Qui sont les seigneurs des terres menacées ? Dans la vaste majorité, les leaders actuels sont des narcissiques productivistes, à l’esprit cortical[4] et au cursus très souvent cartésien. Sortis des meilleures institutions, le CV rutilant, de solides appuis, leur ascension n’est en rien liée au hasard. S’ils présentent indéniablement de nombreux atouts — ils sont souvent des leaders dans l’âme — leurs lacunes sont également bien connues. Ces dernières expliquent en grande partie les impasses dans lesquelles nous sommes plongés aujourd’hui. Ils éprouvent en particulier une certaine difficulté à naviguer dans ce monde hautement numérisé.
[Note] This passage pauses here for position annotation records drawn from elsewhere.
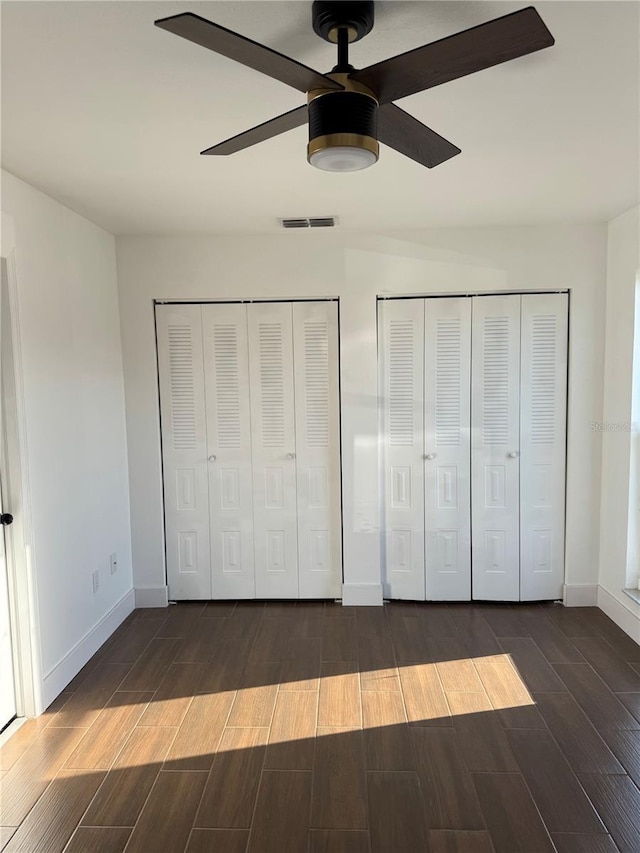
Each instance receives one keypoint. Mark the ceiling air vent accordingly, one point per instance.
(312, 222)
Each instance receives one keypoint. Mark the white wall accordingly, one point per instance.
(618, 519)
(356, 269)
(68, 338)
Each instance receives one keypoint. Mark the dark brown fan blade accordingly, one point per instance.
(247, 52)
(273, 127)
(456, 56)
(407, 135)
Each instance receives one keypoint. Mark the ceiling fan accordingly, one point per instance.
(349, 110)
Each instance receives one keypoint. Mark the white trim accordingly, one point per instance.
(362, 594)
(70, 665)
(580, 594)
(152, 596)
(625, 617)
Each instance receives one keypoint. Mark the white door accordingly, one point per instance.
(228, 417)
(273, 449)
(7, 680)
(401, 329)
(184, 449)
(315, 344)
(495, 448)
(447, 473)
(542, 445)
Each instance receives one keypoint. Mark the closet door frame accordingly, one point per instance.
(196, 590)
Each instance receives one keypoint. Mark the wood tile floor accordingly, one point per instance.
(311, 728)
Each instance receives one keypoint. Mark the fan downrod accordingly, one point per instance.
(329, 16)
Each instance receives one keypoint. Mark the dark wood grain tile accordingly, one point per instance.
(396, 813)
(218, 841)
(152, 665)
(510, 813)
(160, 819)
(617, 801)
(616, 673)
(532, 666)
(579, 741)
(230, 795)
(51, 821)
(602, 707)
(338, 841)
(291, 739)
(196, 742)
(339, 798)
(98, 839)
(580, 843)
(281, 821)
(339, 703)
(29, 777)
(481, 734)
(423, 695)
(459, 841)
(103, 741)
(124, 791)
(450, 798)
(555, 788)
(387, 737)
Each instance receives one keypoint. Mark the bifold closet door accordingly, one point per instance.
(447, 368)
(401, 329)
(542, 448)
(184, 450)
(495, 451)
(315, 340)
(228, 417)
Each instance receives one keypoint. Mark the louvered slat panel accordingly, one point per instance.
(448, 377)
(401, 403)
(316, 392)
(225, 350)
(183, 416)
(543, 379)
(271, 384)
(495, 381)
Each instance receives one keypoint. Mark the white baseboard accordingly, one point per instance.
(362, 594)
(70, 665)
(152, 596)
(625, 617)
(580, 595)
Pourquoi sont-ils en danger ? En premier lieu parce que leurs résultats ne sont pas toujours très probants. La crise de 2008 a été révélatrice de leurs déficiences. Ils étaient censés donner naissance à un monde meilleur, mais nous savons qu’il n’en est rien. Certes, le progrès technique est encourageant, mais pour autant les inégalités ne se sont pas atténuées, le système économique et financier semble moins solide qu’avant — la chute de Lehman Brothers a marqué tous les esprits —, les guerres sont toujours omniprésentes aux quatre coins de la planète, les attentats terroristes se multiplient un peu partout et la fracture écologique ne cesse d’inquiéter. En d’autres termes, la copie n’est pas au niveau attendu ! Et nous ne voyons pas comment en sortir sauf à tout changer.
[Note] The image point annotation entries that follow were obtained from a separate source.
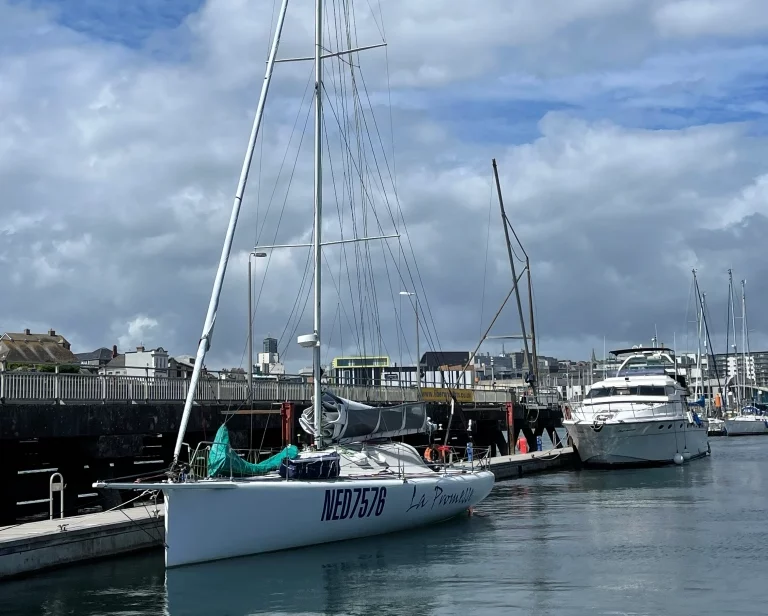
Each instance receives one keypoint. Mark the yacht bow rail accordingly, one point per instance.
(40, 387)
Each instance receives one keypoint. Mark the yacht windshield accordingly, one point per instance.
(637, 390)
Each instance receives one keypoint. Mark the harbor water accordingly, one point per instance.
(671, 541)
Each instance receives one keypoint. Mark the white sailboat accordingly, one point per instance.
(353, 484)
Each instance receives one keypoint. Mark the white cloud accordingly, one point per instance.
(695, 18)
(140, 330)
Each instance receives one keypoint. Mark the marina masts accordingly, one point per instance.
(506, 224)
(317, 247)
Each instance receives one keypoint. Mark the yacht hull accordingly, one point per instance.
(652, 442)
(207, 521)
(744, 426)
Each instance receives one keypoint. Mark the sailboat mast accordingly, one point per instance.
(744, 339)
(210, 317)
(699, 319)
(317, 246)
(732, 310)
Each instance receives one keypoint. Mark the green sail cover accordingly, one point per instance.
(224, 462)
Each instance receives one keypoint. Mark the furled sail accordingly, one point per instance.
(346, 421)
(223, 461)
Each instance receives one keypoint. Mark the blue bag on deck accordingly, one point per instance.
(326, 466)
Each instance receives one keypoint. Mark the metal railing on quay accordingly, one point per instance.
(82, 388)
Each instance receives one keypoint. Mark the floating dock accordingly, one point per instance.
(519, 465)
(35, 546)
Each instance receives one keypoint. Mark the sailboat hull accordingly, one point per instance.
(230, 519)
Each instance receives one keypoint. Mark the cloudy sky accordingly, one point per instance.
(630, 135)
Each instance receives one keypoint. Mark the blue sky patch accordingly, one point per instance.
(129, 23)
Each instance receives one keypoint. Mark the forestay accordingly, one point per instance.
(346, 421)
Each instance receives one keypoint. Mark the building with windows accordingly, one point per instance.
(751, 368)
(30, 351)
(141, 362)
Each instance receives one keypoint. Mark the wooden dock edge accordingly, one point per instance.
(37, 546)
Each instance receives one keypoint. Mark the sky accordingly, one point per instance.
(630, 137)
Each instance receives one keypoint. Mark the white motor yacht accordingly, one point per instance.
(638, 417)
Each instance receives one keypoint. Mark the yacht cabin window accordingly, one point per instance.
(636, 390)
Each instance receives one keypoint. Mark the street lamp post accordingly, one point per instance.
(250, 327)
(418, 356)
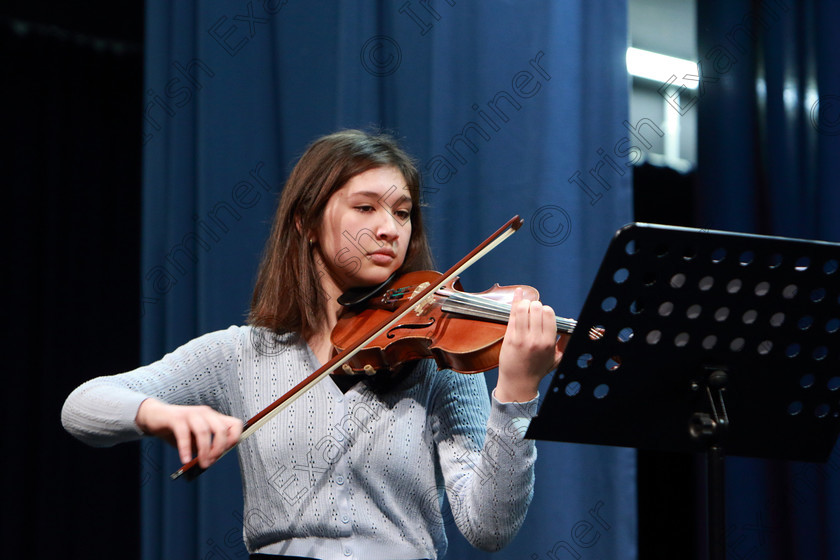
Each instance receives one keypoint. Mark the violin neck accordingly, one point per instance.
(488, 309)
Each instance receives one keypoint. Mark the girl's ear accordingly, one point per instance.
(310, 236)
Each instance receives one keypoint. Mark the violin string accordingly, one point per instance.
(484, 308)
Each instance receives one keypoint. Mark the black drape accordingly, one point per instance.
(70, 165)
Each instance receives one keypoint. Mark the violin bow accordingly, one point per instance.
(191, 469)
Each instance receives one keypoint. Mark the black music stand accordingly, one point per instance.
(713, 342)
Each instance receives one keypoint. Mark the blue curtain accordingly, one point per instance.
(768, 164)
(510, 107)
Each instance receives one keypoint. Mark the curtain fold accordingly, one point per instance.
(508, 107)
(768, 164)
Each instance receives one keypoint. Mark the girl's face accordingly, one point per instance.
(365, 229)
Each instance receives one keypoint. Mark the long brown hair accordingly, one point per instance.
(287, 295)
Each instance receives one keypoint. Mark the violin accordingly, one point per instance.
(423, 297)
(462, 331)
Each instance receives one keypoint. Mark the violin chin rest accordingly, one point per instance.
(356, 296)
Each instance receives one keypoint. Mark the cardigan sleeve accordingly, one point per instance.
(487, 465)
(102, 411)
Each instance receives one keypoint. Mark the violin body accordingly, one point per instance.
(456, 341)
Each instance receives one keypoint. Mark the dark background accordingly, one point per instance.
(71, 145)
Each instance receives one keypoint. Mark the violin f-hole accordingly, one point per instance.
(410, 326)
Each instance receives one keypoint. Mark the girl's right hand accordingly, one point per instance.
(191, 429)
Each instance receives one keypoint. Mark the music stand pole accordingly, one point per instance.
(713, 342)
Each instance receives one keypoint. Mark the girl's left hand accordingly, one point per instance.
(530, 350)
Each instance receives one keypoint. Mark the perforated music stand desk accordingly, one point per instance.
(712, 342)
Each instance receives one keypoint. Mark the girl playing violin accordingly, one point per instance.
(351, 469)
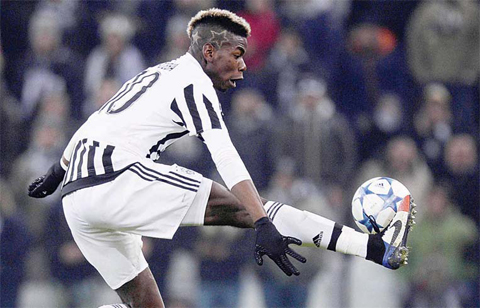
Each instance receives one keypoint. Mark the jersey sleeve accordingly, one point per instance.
(226, 158)
(198, 109)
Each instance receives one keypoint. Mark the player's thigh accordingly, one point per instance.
(223, 208)
(116, 255)
(142, 291)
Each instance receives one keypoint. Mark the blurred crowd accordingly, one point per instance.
(336, 92)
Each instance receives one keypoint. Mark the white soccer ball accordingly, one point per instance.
(375, 203)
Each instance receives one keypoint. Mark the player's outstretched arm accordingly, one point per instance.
(47, 183)
(269, 241)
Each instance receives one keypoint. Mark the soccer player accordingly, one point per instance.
(113, 192)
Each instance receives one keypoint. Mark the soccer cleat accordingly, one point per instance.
(395, 236)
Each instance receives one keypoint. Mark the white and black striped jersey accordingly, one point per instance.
(151, 111)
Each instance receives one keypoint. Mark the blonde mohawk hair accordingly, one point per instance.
(223, 18)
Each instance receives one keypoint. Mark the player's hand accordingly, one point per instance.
(48, 183)
(271, 243)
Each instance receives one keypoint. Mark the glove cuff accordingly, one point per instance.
(58, 171)
(262, 221)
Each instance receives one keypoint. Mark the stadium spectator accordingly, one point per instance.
(286, 292)
(443, 42)
(387, 121)
(15, 243)
(116, 57)
(47, 143)
(400, 160)
(462, 170)
(222, 256)
(317, 137)
(252, 134)
(438, 266)
(46, 67)
(433, 125)
(176, 39)
(263, 20)
(108, 87)
(11, 137)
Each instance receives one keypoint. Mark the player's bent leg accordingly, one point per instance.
(141, 291)
(387, 249)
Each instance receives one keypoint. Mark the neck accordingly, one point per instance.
(198, 56)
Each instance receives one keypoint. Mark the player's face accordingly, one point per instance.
(228, 65)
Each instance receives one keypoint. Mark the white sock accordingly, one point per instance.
(315, 230)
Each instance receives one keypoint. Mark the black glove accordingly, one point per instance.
(271, 243)
(47, 183)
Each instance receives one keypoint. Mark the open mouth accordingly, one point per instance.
(233, 81)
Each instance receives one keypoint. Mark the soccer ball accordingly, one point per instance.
(375, 203)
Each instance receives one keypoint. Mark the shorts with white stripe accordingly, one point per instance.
(108, 220)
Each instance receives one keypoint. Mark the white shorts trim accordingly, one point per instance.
(108, 221)
(196, 212)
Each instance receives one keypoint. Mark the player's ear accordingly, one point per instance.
(208, 52)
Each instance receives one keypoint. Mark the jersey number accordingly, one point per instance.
(130, 92)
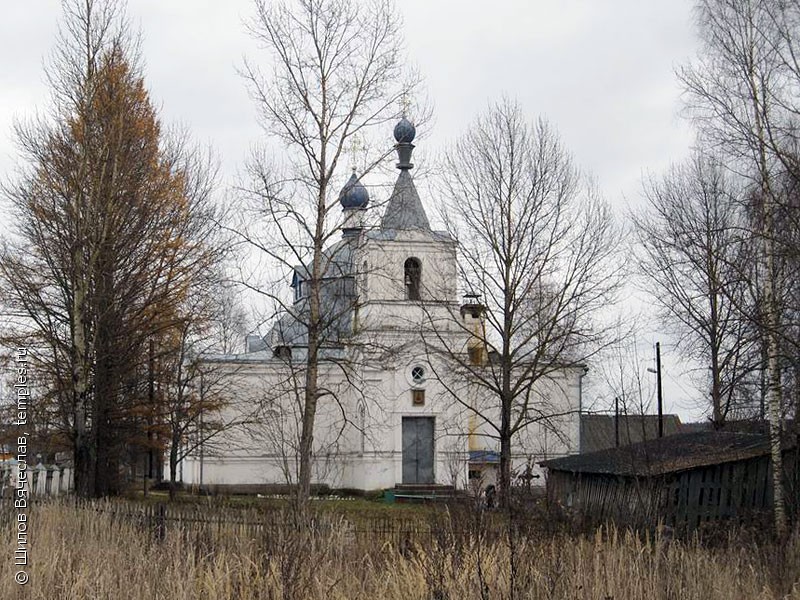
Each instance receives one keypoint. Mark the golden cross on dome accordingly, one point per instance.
(355, 147)
(405, 103)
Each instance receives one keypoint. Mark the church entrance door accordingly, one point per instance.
(418, 450)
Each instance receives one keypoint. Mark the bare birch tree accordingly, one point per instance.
(336, 75)
(693, 249)
(741, 92)
(538, 246)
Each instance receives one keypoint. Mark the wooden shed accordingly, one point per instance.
(683, 480)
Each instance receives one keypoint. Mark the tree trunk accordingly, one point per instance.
(173, 470)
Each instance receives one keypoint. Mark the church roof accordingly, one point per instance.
(405, 210)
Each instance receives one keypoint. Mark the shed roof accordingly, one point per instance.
(597, 431)
(679, 452)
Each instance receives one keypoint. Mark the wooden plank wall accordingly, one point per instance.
(738, 491)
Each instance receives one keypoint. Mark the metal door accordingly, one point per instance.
(418, 450)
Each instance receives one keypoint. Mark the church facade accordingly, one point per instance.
(392, 410)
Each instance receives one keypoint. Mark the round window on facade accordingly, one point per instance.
(418, 375)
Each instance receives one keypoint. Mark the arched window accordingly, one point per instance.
(413, 278)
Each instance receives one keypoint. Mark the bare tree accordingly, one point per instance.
(538, 246)
(692, 247)
(336, 75)
(741, 92)
(114, 220)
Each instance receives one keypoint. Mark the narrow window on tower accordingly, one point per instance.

En second lieu, parce qu’ils ont souvent démontré leurs limites. Généralement très doués, ils possèdent des qualités indéniables qui font d’eux des leaders naturels. Mais ils sont aussi coupables de multiples déviations. Leur égo est souvent démesuré — le propre de profils narcissiques — et lorsqu’ils ne sont plus sous contrôle, tout peut arriver. Nul n’est besoin de rappeler les épisodes récents de scandales sexuels ou de malversations financières qui ont égrené l’actualité au cours de ces dernières années.
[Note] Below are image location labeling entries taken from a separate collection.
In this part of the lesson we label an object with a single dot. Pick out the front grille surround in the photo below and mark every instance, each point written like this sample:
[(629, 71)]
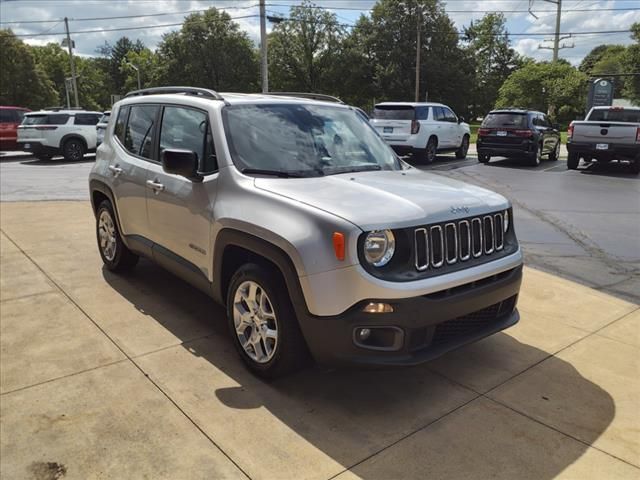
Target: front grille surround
[(425, 251), (458, 241)]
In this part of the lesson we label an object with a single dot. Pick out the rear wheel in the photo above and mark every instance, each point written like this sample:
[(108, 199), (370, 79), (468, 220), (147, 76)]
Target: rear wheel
[(461, 153), (73, 150), (115, 254), (573, 160), (263, 324)]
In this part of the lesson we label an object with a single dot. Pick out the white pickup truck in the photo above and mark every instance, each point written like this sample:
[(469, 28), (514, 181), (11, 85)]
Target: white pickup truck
[(608, 133)]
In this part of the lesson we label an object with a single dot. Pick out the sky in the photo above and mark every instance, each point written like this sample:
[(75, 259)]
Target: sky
[(577, 16)]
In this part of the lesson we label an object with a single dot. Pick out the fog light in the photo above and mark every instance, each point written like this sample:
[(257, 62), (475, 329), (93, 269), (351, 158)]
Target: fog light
[(363, 334), (377, 308)]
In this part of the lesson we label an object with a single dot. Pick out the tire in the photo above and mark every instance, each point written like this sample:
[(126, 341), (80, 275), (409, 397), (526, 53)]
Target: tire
[(115, 254), (553, 156), (73, 150), (573, 160), (260, 295), (428, 155), (461, 153), (536, 158)]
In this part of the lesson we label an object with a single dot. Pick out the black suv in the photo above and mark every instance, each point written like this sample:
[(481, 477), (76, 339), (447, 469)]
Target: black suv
[(516, 133)]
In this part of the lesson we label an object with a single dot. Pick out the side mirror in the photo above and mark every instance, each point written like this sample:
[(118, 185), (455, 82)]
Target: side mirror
[(181, 162)]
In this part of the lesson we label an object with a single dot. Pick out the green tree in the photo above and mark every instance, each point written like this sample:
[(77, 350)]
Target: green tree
[(304, 51), (209, 51), (489, 50), (632, 65), (390, 37), (114, 55), (538, 85), (22, 81)]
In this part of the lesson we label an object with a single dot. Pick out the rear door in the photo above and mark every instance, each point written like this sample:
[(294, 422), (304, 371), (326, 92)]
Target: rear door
[(180, 209), (393, 122)]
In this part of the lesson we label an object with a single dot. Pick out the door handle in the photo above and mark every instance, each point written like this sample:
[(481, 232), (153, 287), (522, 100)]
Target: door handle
[(115, 170), (155, 186)]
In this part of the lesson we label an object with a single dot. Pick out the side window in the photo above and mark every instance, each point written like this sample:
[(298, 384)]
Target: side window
[(60, 119), (422, 113), (121, 124), (138, 137), (86, 119), (188, 129), (450, 116)]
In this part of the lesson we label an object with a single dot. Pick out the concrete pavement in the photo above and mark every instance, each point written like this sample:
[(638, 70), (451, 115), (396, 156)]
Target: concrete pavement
[(106, 376)]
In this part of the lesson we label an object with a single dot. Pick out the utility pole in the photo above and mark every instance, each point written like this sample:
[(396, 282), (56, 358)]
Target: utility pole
[(556, 38), (73, 68), (418, 48), (263, 48)]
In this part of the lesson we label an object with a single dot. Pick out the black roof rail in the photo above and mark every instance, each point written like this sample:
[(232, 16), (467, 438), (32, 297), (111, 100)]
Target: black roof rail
[(313, 96), (196, 91)]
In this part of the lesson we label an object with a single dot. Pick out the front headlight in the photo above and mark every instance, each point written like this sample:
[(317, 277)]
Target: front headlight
[(379, 247)]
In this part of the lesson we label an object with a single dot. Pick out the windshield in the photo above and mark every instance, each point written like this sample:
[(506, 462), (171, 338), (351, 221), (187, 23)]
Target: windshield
[(304, 140), (394, 112), (615, 115), (514, 120)]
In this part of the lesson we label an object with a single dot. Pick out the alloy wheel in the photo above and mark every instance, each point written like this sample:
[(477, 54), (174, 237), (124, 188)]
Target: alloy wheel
[(107, 236)]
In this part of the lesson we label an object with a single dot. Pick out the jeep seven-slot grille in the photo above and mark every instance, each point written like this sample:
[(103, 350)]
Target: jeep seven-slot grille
[(459, 241)]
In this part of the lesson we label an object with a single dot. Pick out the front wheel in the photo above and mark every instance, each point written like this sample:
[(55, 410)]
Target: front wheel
[(73, 150), (115, 254), (553, 156), (263, 324), (572, 161), (536, 157), (461, 153)]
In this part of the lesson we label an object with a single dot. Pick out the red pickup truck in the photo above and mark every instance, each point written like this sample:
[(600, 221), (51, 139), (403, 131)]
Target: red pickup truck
[(10, 118)]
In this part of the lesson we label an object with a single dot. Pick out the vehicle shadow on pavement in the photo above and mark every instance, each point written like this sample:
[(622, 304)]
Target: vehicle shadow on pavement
[(320, 422)]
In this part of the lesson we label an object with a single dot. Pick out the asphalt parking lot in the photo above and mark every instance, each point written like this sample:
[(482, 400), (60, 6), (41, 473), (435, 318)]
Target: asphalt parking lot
[(106, 376)]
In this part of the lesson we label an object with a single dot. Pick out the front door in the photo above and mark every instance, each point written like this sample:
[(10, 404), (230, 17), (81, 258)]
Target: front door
[(130, 155), (180, 209)]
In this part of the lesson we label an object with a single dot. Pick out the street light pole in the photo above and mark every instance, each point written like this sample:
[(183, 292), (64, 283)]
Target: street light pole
[(73, 68), (263, 48)]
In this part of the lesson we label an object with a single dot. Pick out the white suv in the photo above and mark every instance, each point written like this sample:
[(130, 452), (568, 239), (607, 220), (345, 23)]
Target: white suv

Alors, menaces ou opportunités ?

Page 4: Uber, airbnb, booking.com…ces nouveaux acteurs qui rebattent leurs cartes

Ils sont une menace pour tous ceux qui refusent de bouger et de se remettre en cause. L’exemple de l’hôtellerie est édifiant à cet égard. Attaquées de toute part, les grandes chaines doivent réagir ou disparaitre. Au mieux, elles seront réduites à l’état de simples fournisseurs de prestations de services. Mais elles n’auront plus la maitrise des événements et de la chaîne de valeurs. La startup Airbnb ne se contente pas de leur prendre des parts de marché, elle définit le prix de la nuitée dans les villes du monde entier. Booking.com prend possession de la réservation, quand Trip Advisor devient une sorte de Michelin du online. Pour garder pied il faut être vigilent et ne pas rester figé sur des modèles passéistes. Je veux croire que ces nouveaux acteurs constituent davantage une opportunité. Ils sont même une grande chance pour nos entreprises et notre économie en général. Ils vont en effet pousser les sociétés traditionnelles à se réinventer. Et force est de constater qu'il n'y a pas un acteur aujourd'hui qui ne se pose pas la question des dangers qui le guettent en cas d'inaction. Grâce à eux, tous repensent leur modèle de bout en bout ! C'est un bénéfice inattendu et salutaire finalement.

Mais quels rôles joueront ces startups dans le futur ? Seront-elles les leaders de demain ? Ce sera l’objet de mon prochain billet … à paraître sous peu.

[1] Fondateurs de startup.

[2] Selon la formule du président du groupe Publicis, Maurice Levy.

[3] Entreprises faites de briques et de ciment.

[4] Se rapporte à la partie rationnelle du cerveau, le cortex.